A lo largo de la vida, el cuerpo ha estado presente en todo: en las alegrías, en los traumas, en los momentos de amor y de miedo. Ha registrado cada experiencia con una precisión silenciosa. Donde la mente a veces elige borrar o distorsionar, el cuerpo guarda. Y lo hace a través de posturas, reflejos, hábitos físicos que muchas veces repetimos sin saber por qué. Por eso, cuando hablamos de sanar, no basta con entender. Hay que sentir, habitar, permitir que el cuerpo también diga lo suyo.

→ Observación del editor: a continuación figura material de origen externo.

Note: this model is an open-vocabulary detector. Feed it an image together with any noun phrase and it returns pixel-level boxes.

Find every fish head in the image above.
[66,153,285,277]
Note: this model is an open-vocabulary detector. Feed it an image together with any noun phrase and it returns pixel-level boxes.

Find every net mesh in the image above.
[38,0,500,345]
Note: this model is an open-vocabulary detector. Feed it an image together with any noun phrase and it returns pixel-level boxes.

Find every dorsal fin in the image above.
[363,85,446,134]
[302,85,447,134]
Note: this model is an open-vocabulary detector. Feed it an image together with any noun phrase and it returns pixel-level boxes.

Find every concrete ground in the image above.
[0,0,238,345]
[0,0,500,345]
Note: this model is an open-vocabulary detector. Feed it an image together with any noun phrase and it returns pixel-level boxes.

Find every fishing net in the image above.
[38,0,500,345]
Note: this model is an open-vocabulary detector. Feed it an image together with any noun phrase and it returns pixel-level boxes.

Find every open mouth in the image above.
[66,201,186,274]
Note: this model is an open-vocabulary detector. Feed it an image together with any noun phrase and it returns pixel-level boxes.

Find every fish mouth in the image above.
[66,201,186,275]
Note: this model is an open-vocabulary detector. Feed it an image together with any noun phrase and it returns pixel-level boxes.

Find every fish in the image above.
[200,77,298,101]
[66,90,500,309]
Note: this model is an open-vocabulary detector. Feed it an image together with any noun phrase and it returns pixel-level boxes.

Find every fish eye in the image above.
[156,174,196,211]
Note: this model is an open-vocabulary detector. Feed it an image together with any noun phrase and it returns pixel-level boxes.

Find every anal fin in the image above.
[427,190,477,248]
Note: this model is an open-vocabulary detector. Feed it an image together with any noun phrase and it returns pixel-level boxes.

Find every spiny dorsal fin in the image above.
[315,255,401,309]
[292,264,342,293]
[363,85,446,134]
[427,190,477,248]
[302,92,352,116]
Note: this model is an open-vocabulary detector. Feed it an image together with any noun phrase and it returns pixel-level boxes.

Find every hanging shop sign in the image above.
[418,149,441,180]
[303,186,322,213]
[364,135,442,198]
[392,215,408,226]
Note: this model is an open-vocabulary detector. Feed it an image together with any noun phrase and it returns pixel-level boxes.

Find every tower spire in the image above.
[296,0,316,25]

La memoria corporal no siempre es evidente. Puede esconderse en una forma de caminar, en la rigidez de una mandíbula, en la forma en que respiramos sin darnos cuenta. Pero está ahí, activa, afectando cómo vivimos el presente. Un antiguo miedo puede traducirse en una contracción constante. Una vieja herida puede hacernos desconfiar sin motivo claro. Por eso, aprender a escuchar el cuerpo es también una forma de conocerse.

Las prácticas que trabajan con la conciencia corporal —como el yoga, la danza, el tai chi, incluso el simple acto de estirarse al despertar con atención— no solo sirven para el bienestar físico. Son puertas hacia esas memorias más sutiles. Al mover el cuerpo con conciencia, algo se desbloquea. A veces una emoción contenida desde hace años emerge sin aviso. A veces basta un gesto, una posición, para que algo se acomode adentro.

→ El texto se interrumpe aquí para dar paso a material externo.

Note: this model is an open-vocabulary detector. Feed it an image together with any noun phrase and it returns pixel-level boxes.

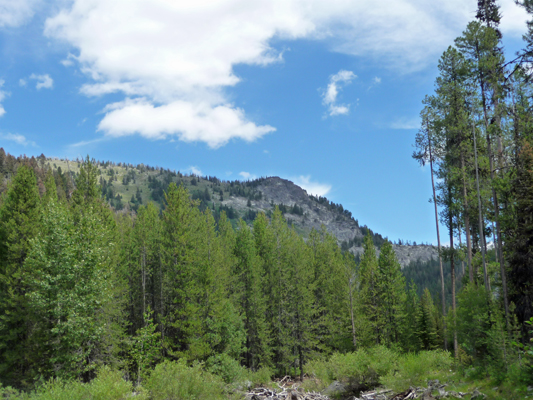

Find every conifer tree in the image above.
[0,165,41,386]
[417,288,439,350]
[377,240,406,345]
[161,183,198,357]
[25,201,122,379]
[358,232,382,345]
[232,219,270,370]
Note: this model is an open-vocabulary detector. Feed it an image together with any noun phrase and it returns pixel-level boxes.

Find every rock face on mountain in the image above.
[222,177,437,266]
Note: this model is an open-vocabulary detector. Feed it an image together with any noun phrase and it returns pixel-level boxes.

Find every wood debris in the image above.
[246,377,330,400]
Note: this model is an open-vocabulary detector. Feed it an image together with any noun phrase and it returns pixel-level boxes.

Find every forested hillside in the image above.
[0,158,442,387]
[0,150,437,266]
[0,0,533,400]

También hay memoria en los gestos que nos hacen sentir seguros. Una forma de abrazar, una canción que nos acompaña desde la infancia, el olor de una comida hecha con cariño. El cuerpo responde a eso. Se relaja, se abre, se siente en casa. No necesita entender por qué: solo sabe. Y en esa sabiduría silenciosa hay algo profundamente sanador.

Del mismo modo, el cuerpo puede aprender nuevas formas de habitarse. Si hemos vivido con miedo, podemos enseñarle a confiar. Si lo hemos ignorado, podemos empezar a escucharlo. No hay un camino único, ni un resultado garantizado, pero sí una certeza: el cuerpo cambia cuando lo miramos con respeto, cuando lo tratamos como lo que es —un archivo vivo, un instrumento sensible, una casa que también merece cuidado.

Aceptar que el cuerpo tiene memoria es también reconciliarnos con nuestras contradicciones. Entender por qué a veces reaccionamos de forma desmedida, por qué ciertas situaciones nos duelen más de lo que “deberían”. No se trata de justificar todo, sino de comprender que no todo viene de lo lógico o lo reciente. A veces, hay heridas antiguas que el cuerpo intenta proteger. Y reconocer eso, lejos de debilitarnos, nos humaniza.

Así, cada movimiento se vuelve mensaje. Cada respiración puede ser un acto de reencuentro. Cada momento de silencio corporal —ese en que uno se queda quieto, atento, sintiendo— es una invitación a recordar desde otro lugar. No desde la cabeza, sino desde lo hondo.

Porque, al final, somos más que pensamientos. Somos también músculos que tiemblan, piel que guarda, cicatrices que hablan. Y si tenemos el coraje de escucharlo, el cuerpo puede contarnos una historia distinta: no solo de lo que nos dolió, sino también de todo lo que hemos sobrevivido. Y de todo lo que, con el tiempo, podemos volver a sentir sin miedo.